| HN Mirror

Y	Hacker News new \| ask \| show \| jobs

by walterbell 4031 days ago

1A: Wikipedia, github (e.g. awesome-*)

1B: named-data networking, camlistore, ipfs.io, bittorrent's web -- very easy to censor since all content is uniquely identified by a hash

1C: ?

1D: Usenet, Wikipedia, Wikidata

1E: technically difficult, see history of YaCY and http://juretriglav.si/an-open-distributed-search-engine-for-...

2: Wikipedia, but content is rejected under arcane citation policy

3: Wikipedia, but content is rejected under arcane citation policy

4: http://ipfs.io & https://crowdprocess.com/

5. blockchain publishing

6. standard challenge of bootstrapping user-generated content in any new online network

The role and funding of libraries have changed over time and across cultures, e.g. being associated with cities or nations, being associated with universities and churches. Current libraries are struggling to retain access to book stacks, e.g. look at the history of the successful community fight to prevent the flagship NYC library from removing many of its books.

1 comments

rilita 4031 days ago

I agree completely that many aspects are covered by existing technology. The difficulty is in making it such that all of this can exist as a simple set of open source binaries regular people can run ( not computer experts )

The system has to be brainless to use if it is going to succeed at all, and it has to have enough initial buy in to be worth bothering with initially.

Wikipedia as you have pointed out has arcane crazy policies that restrict it from having user generated content. It claims to only be a replication of printed articles. That is lies, but it is a pain in the butt to actually get valuable content into it and not have it removed.

Usenet suffers from not having structured data, being just chunks of text.

Github suffers from refusing to host binaries except for in weird cases ( there is a binary build hosting I think?? )

Bittorrent suffers from still being attached to hostnames for the most part ( I'm aware of the distributed system it has too but you typically can't get many seeds through it )

Most systems that allow content suffer from having copyrighted data on them. The goal of this would be for it to be publicly known that there is no copyrighted data, such that universities and such would be willing to run the distributed server, and censorship could be stopped by enough people running it globally.

I'm not focusing on funding of libraries so much as the fact that they have an established set of categories to put information into. There is no such standardized list of categories for websites to go into, and the creation of such is important to the future of the internet.

walterbell 4031 days ago

Good point about university hosting and a clear boundary for copyright-cleared content. Archive.org has made progress here, although their discovery tools have much room for improvement. You would end up needing something like YouTube's "Content ID", since anyone can tweak a few words and resubmit content to create a new hash. This implies a need for distributed moderation, human+algorithmic.

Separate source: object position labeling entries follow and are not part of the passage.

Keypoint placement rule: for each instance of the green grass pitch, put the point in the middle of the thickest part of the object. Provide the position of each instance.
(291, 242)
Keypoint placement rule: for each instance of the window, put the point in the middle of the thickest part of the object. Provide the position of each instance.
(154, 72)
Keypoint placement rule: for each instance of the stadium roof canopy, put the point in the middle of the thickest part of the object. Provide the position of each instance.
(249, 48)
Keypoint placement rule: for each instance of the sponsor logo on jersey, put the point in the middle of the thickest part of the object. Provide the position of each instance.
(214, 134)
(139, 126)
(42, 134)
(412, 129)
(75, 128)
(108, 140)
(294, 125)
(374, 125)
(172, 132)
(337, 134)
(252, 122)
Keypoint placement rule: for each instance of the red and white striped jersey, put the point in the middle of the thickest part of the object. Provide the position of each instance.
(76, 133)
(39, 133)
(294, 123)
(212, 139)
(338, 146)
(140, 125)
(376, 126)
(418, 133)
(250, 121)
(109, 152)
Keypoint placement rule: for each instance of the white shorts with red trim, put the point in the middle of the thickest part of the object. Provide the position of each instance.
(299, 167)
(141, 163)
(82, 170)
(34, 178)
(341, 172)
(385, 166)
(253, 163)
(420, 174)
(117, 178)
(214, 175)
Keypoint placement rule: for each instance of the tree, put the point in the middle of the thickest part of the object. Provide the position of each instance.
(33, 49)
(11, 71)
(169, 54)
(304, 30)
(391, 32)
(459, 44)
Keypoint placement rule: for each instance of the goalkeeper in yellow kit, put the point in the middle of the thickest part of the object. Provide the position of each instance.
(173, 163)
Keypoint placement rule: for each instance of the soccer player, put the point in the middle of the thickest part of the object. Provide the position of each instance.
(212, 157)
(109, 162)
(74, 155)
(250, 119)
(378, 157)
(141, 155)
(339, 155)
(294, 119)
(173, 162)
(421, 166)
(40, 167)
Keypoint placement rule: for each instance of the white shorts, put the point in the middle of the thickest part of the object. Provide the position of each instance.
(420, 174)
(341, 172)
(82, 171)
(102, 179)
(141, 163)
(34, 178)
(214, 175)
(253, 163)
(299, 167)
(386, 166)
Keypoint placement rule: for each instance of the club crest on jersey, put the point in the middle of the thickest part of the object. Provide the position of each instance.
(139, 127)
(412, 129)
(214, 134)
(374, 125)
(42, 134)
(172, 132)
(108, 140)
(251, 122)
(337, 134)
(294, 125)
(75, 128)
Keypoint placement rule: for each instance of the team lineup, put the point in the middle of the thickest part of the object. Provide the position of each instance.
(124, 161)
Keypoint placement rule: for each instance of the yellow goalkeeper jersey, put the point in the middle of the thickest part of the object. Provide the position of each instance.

Much can be learned from the SEO industry, http://searchengineland.com/fooled-us-google-no-longer-annou...

On the topic of categories: once upon a time, dmoz was an open competitor to Yahoo, when hierarchical categories were used for discovery. It's now the Open Directory Project: http://rdf.dmoz.org/ . Google acquired the best-in-class open data graph FreeBase and later killed it. The data has since moved to Wikidata, which is the closest we have to an open version of the proprietary semantic graphs which have been constructed by Google, Facebook, Bing, Diffbot, etc. Some related ideas at http://openknowledgegraph.org/

Agreed that end-user deployment and usability need to be brainless and the system must be initially seeded with high-quality content. Usability is expensive and often specific to vertical market segments, hence would be best implemented by competing commercial applications which operate on the public, open, distributed data. But there would be the risk of commercial centralization (like Github/Gmail) of the open protocol.

It will be a challenge to orchestrate the boundaries between commercial software and open content, but this dynamic is arguably responsible for the construction of the entire Internet. We need to find balanced and stable boundaries between commerce & commons, because neither is going away.